1. When B cells release certain antibodies in response to some antigens (e.g., pollen), the antibodies attach to histamine-releasing cells
2. This triggers the cell to release histamines.
a. High levels of histamines cause dilation and increased permeability of small blood vessels.
b. These inflammatory events lead to typical allergy symptoms: sneezing, runny nose, tearing eyes, and smooth muscle contractions that can result in breathing difficulty.
B. Sometimes, an acute allergic response can result in anaphylactic shock, a life-threatening reaction to injected or ingested allergens.
1. Anaphylactic shock results when there is widespread release of histamine which triggers abrupt dilation of peripheral blood vessels, causing a dramatic drop in blood pressure.
2. Triggers of anaphylactic shock in susceptible individuals include bee venom, penicillin, or foods such as peanuts or fish.
3. Epinephrine counteracts this allergic response.
C. Autoimmune diseases are caused when the immune system loses tolerance for self and reacts against certain molecules of the body.
1. In lupus (systemic lupus erythematosus) the immune system generates antibodies against molecules such as DNA and the proteins associated wth it.
a.
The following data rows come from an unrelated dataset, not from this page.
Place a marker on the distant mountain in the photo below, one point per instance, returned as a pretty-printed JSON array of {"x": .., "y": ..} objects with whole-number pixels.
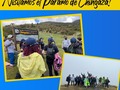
[{"x": 51, "y": 27}]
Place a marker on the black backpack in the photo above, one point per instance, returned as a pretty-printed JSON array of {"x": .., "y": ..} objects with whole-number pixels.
[{"x": 50, "y": 52}]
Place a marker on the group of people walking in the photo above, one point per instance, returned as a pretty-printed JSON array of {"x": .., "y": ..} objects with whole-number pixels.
[
  {"x": 30, "y": 61},
  {"x": 73, "y": 45},
  {"x": 87, "y": 81}
]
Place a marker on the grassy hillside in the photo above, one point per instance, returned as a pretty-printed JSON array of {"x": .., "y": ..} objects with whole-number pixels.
[
  {"x": 49, "y": 27},
  {"x": 11, "y": 71}
]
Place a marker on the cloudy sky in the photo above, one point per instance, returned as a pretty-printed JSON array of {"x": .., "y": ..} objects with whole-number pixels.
[
  {"x": 64, "y": 19},
  {"x": 97, "y": 66}
]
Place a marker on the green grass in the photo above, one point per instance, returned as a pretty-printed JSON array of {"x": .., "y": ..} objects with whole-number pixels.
[{"x": 11, "y": 71}]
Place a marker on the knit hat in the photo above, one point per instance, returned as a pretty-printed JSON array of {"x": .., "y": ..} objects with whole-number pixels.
[
  {"x": 31, "y": 41},
  {"x": 10, "y": 36},
  {"x": 73, "y": 40}
]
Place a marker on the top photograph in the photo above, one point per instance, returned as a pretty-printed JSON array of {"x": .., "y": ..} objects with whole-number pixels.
[{"x": 34, "y": 47}]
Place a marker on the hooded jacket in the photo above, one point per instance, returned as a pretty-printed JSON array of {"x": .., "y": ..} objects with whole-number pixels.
[{"x": 31, "y": 66}]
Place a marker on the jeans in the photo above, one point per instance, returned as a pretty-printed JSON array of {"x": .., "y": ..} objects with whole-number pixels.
[{"x": 11, "y": 57}]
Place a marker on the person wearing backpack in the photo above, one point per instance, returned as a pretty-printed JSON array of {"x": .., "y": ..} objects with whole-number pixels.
[
  {"x": 65, "y": 44},
  {"x": 50, "y": 50},
  {"x": 75, "y": 46},
  {"x": 22, "y": 42},
  {"x": 107, "y": 81},
  {"x": 41, "y": 43},
  {"x": 30, "y": 62},
  {"x": 10, "y": 49},
  {"x": 68, "y": 79}
]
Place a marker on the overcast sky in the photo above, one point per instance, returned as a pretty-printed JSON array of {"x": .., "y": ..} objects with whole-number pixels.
[
  {"x": 97, "y": 66},
  {"x": 64, "y": 19}
]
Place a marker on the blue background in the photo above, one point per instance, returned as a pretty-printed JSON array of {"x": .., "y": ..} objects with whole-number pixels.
[{"x": 101, "y": 38}]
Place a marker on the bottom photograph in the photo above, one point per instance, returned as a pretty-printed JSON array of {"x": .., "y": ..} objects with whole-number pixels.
[{"x": 89, "y": 73}]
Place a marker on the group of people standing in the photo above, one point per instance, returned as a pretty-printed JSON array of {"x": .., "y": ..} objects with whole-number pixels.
[
  {"x": 87, "y": 81},
  {"x": 73, "y": 45},
  {"x": 30, "y": 61}
]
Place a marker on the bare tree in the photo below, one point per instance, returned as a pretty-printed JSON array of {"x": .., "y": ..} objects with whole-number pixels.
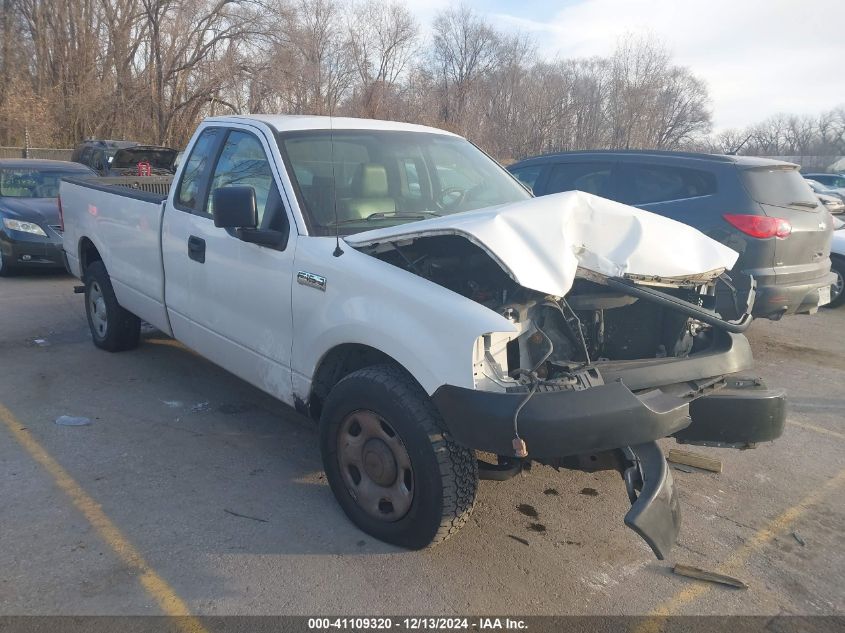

Symptoms include skin rashes, fever, arthritis, and kidney dysfunction.
D. In rheumatoid arthritis, the immune system destroys the cartilage and bone of joints, causing damage and painful inflammation.
E. Insulin-dependent diabetes mellitus, results when the insulin-producing cells of the pancreas are the targets of cytotoxic T cells.
F. Multiple sclerosis (MS) is the most common chronic neurological disease in developed countries.
1. In MS, T cells attack and destroy the myelin sheath of neurons in the central nervous system.
G. AIDS is an immunodeficiency disease caused by a virus.
1. In 1983, a retrovirus, now called human immunodeficiency virus (HIV), was identified as the causative agent of AIDS.
2. HIV recognizes and infects TH cells.
3. Once inside the cell, the HIV RNA is reverse-transcribed, and the product DNA is integrated into the host cell’s genome where it either remains dormant or begins the production of new virus particles.
4. Some cells are killed by the effort of producing more viruses while others are destroyed by the immune system itself.